Fidèle à son engagement en
faveur des nouvelles expressions photographiques, la Bourse du Talent
2012 se remarque par la diversité et l'originalité des points de vue
proposés. Cette année, une large rétrospective est consacrée à Rémi
Ochlik (tué en Syrie en février dernier), de sa première expérience en
zone de conflit, en Haïti après la chute du président Jean-Bertrand
Aristide en 2004, aux révolutions du Printemps arabe, en passant par les
reportages réalisés en France. "La qualité de son regard et son
intelligence des situations se montre à plein dans les images
présentées à la fois en hommage et en préface," écrit Bruno Racine dans
le texte de présentation de l'exposition. "De ses écrits nous
retiendrons la conscience du danger, la sensation de la peur et le souci
de la surmonter, force caractéristique des grands reporters que furent
Robert Capa et Gilles Caron."
Vasantha Yogananthan, lauréat de la Bourse du Talent Espace pour sa série Piémanson, met en évidence la vie paisible des habitués de la dernière plage non-réglementée d'Europe. Dans sa série Barbapapa, Isabelle
Chapuis, lauréate de la Bourse du Talent Mode, met en scène des
délicieuses expérimentations plastiques autour du célèbre produit de
confiserie. Les lauréats de la deuxième édition chinoise de la Bourse du
Talent, Bu Gacise, Li Xinzhao et Wei Bi nous proposent un voyage dans
la Chine profonde, sur les traces des minorités Yi ou Tadjik.
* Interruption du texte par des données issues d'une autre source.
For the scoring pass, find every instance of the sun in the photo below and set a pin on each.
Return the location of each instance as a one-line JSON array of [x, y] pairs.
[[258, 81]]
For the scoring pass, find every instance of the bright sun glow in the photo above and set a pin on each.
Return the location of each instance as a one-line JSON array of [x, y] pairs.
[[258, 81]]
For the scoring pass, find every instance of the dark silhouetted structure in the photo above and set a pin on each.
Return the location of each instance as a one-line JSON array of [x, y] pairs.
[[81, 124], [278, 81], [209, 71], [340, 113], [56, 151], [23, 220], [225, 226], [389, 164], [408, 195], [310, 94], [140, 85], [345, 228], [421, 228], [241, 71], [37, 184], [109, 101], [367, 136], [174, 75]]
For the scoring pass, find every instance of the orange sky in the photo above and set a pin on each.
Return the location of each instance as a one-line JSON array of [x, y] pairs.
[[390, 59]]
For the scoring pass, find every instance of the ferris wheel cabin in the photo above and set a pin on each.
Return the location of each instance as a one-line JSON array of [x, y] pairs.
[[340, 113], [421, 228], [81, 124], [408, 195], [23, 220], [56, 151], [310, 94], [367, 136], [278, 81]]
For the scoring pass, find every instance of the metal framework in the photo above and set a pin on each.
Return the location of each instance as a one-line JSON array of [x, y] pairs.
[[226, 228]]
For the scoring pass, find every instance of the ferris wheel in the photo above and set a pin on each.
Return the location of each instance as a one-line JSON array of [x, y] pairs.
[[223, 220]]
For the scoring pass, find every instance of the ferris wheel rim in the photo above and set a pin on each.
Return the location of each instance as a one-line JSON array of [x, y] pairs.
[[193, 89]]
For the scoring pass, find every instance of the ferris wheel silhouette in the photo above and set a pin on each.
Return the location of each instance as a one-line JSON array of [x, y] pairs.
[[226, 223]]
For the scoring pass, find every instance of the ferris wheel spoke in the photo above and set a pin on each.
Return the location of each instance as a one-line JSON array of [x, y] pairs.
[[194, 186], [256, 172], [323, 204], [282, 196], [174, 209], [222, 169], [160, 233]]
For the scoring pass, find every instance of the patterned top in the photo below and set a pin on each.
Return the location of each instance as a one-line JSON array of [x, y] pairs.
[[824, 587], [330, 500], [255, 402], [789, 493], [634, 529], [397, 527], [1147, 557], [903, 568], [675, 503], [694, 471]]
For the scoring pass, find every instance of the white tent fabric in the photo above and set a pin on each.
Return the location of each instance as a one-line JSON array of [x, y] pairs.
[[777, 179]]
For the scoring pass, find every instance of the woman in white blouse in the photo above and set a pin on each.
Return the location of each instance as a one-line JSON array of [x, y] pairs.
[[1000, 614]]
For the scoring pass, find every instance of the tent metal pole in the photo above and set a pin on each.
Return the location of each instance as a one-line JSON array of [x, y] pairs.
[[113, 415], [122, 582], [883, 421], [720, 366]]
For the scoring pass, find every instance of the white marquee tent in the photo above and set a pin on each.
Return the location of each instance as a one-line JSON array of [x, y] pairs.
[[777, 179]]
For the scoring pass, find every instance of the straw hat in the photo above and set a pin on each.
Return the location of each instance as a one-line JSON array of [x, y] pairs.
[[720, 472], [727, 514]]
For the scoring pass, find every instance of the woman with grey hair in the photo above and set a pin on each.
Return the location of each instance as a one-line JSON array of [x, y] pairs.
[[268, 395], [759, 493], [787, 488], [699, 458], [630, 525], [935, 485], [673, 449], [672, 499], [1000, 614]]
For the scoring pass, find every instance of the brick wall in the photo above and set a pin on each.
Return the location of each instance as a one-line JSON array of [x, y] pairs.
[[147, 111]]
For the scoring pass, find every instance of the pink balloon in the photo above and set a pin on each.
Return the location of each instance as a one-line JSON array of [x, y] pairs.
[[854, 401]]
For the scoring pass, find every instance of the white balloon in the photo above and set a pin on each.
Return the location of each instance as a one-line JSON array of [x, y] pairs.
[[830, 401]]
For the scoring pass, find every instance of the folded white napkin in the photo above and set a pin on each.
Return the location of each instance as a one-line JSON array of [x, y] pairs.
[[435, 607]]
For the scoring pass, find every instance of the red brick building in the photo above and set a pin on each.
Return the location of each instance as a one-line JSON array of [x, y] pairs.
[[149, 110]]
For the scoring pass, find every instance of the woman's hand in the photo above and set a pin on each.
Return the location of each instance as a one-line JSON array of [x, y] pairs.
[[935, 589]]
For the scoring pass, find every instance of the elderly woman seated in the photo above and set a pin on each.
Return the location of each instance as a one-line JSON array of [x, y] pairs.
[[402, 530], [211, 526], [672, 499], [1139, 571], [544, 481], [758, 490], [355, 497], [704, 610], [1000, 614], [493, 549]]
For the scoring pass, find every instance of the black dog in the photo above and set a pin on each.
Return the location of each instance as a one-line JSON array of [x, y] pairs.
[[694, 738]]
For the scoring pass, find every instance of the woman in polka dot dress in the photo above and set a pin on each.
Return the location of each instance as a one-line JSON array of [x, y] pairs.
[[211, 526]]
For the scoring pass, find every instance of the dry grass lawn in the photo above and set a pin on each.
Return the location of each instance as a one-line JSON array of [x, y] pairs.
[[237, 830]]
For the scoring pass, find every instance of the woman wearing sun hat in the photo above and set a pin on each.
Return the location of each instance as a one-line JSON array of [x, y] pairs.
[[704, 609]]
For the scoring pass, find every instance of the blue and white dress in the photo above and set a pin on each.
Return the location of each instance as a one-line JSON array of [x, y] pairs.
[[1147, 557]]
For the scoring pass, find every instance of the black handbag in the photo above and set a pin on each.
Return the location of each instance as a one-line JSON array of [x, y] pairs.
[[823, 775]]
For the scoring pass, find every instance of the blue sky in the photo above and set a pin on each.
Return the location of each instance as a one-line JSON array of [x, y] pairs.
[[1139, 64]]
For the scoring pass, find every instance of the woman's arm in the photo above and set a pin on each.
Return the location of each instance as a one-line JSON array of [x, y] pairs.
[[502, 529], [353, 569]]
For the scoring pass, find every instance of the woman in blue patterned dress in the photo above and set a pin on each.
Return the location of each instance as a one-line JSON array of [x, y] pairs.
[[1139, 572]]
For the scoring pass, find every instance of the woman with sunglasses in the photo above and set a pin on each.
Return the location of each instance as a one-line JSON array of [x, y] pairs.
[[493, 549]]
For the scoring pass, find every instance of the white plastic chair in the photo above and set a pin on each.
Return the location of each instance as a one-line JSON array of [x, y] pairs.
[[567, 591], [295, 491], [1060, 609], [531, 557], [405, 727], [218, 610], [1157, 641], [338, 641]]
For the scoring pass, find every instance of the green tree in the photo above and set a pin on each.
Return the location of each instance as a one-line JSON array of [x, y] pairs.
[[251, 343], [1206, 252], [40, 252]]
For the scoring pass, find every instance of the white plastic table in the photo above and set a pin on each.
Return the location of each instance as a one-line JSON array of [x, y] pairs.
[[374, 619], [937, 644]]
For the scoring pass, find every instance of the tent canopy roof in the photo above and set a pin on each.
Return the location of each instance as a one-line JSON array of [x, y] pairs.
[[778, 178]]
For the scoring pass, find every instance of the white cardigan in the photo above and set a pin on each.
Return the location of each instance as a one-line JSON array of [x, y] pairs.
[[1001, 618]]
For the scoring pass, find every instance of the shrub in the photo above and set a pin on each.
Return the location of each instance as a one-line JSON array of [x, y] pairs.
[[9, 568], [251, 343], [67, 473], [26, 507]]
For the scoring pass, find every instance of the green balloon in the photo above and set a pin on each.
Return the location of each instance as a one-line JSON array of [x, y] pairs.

Joan Bardeletti, lauréat de
la Bourse du Talent Reportage, présente les tentatives d'intégration en
Italie d'un groupe de migrants africains venus de Libye, et explore les
frontières du photo-journalisme. Dans une interview
réalisée en avril dernier, Joan Bardeletti souligne la tradition
d'ouverture de la Bourse aux expérimentations photographiques : "J'ai
essuyé quelques refus de la presse sur la série Black Snow et
des remarques quelques fois très négatives à propos de l'approche que
j'avais choisie. Je pensais et reste toujours persuadé que c'était la
meilleure façon de traiter le sujet, mais le doute s'installait. (…)
Est-ce que ma conviction allait être partagée par d'autres ? Est-ce que
ce travail allait remporter l'adhésion ? Comment la transgression des
codes usuels du photojournalisme allait être reçu ? Gagner la 49e
édition de la Bourse est une splendide réponse à ces questions !"
Thomas Sanchez, lauréat de la Bourse du Talent Portrait pour sa série Sueños compartidos,
partage cette opinion. Venu d'Argentine -où il s'est installé il y a
quelques années- pour assister au vernissage, le photographe s'est
déclaré "surpris de découvrir que la Bourse du Talent choisit des gens
qui vont plus loin, qui sont différents, qui montrent autre chose. Nous
faisons tous partie de la même génération et de la même culture, mais la
Bourse réussit à éviter les codes figés de ce qui se fait en ce moment
en photographie." Selon Vasantha Yogananthan, ce qui "caractérise la
Bourse du Talent, c'est le panorama qu'elle donne de la création
contemporaine. On peut y lire plusieurs tendances, celle du
décloisonnement des genres et des pratiques par exemple. Que
considère-t-on comme du portrait, comme du paysage ?"
Les travaux des quatorze
lauréats, mentions spéciales et coups de coeur, resteront visibles le
long de l'allée Julien Cain jusqu'au 17 février 2013. Ce sera
l'occasion, pour le public très divers de la BnF, de non seulement
découvrir les représentants de la nouvelle création photographique, mais
aussi de réfléchir à leur propre rapport à l'image, et aux enjeux liés à
l'avenir de celle-ci. Car, comme le souligne Didier de Faÿs, tous ces
travaux "sont à leur manière une proposition politique ancrée sur notre
planète et sur notre début de XXIème siècle. Pourquoi ces prises de
risques ? Pourquoi vouloir réaliser des prises de vues alors que l'on
sait qu'elles ne seront pas publiées ? La presse qui se débat pour
survivre, a depuis fort longtemps oublié son compagnon de route, la
photographie. (…) On demande aux photo-reporters de mettre leur talent
et leurs regards au service de la communication d'entreprise, et il
semble que la demande réduit de plus en plus tout espoir d'alternative.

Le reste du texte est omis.